Poderá espernear, mas objetivamente nada restará além de devolver o assunto ao próprio STF, dono do veredicto final gostem suas excelências ou não.
Mas, não nos antecipemos aos fatos e caminhemos por partes. Não está em discussão o mérito, já que a condenação penal é causa prevista para a perda do mandato, mas a forma. A quem cabe o "cumpra-se", ao Legislativo ou ao Judiciário?
Depende do ponto de vista. O presidente da Câmara, Marco Maia, apoia-se em dispositivo constitucional que confere esse direito ao Parlamento, "por maioria absoluta e voto secreto".
A contar pelas manifestações até agora, o Legislativo não abre mão, ignorando desta vez a tese ali bastante celebrada de que a regra deveria ser mudada para transferir à Justiça o poder de interromper mandatos.

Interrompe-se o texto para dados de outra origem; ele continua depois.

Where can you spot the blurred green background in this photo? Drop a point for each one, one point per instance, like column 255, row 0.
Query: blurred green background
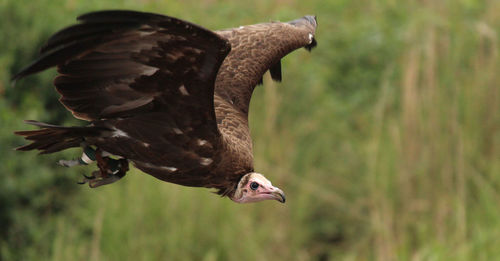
column 386, row 139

Muitos deputados e senadores se dizem constrangidos de julgar seus pares quando são examinadas propostas de cassação, alegando que esse tipo de processo não pode ser político. Tal argumento não aparece na atual discussão.
O ministro revisor adota a interpretação preferida da Câmara. Leva em conta um artigo da Constituição e ignora outro que impõe a suspensão de direitos políticos como decorrência da condenação penal. Se esta é decidida pela Justiça, estaria aí claro que a ordem de "cumpra-se" é do STF.

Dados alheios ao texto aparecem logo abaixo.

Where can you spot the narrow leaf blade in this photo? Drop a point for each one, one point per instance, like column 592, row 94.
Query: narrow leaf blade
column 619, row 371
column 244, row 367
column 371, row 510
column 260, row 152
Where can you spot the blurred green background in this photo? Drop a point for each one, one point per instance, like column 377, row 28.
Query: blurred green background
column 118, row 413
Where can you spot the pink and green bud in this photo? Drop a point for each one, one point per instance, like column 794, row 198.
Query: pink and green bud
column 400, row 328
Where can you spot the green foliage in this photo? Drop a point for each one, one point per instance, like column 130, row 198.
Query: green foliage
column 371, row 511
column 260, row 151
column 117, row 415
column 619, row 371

Parece ser essa a visão da maioria, a julgar pelas manifestações dos ministros durante a apresentação do voto de Lewandowski. Dessa maneira também pensam os dois ministros que deixaram a Corte no curso do julgamento, Cezar Peluso e Carlos Ayres Britto.
A despeito de toda fundamentação legal apresentada pelo revisor, o raciocínio dele peca mesmo é naquele ponto em que o pensamento do relator revela-se irrespondível: a lógica da vida como ela é.
Como compatibilizar o exercício de um mandato de representação popular com uma condenação penal, é a questão-chave de Joaquim Barbosa.
Ricardo Lewandowski não vê problema: "Nada impede que os réus exerçam atividade laboral fora do estabelecimento carcerário para, depois, voltarem para o repouso noturno".
O primeiro fala sob a perspectiva moral, indispensável ao ofício público, e o segundo usa a ótica factual, indiferente às peculiaridades do agente detentor de representação popular.
O cumprimento de um mandato não é uma "atividade laboral" como outra qualquer, muito menos a volta do trabalho para "repouso noturno" em "estabelecimento carcerário" pode ser vista como algo corriqueiro quando se trata de parlamentares.
Deles a Constituição exige decoro. Pode haver falta de decoro maior que o cumprimento de um mandato de dentro de uma cela de penitenciária?
E se ainda fossem poucos os senões, há um obstáculo intransponível: cidadãos condenados por violarem as leis do país não podem continuar a fazer as leis desse mesmo país. Uma contradição em termos, não fosse antes de tudo um disparate.
Palavreando
"Não estou surpreso", disse Lula a respeito da Operação Porto Seguro em declaração típica de quem diz qualquer coisa quando não pode dizer nada sem complicar mais as coisas.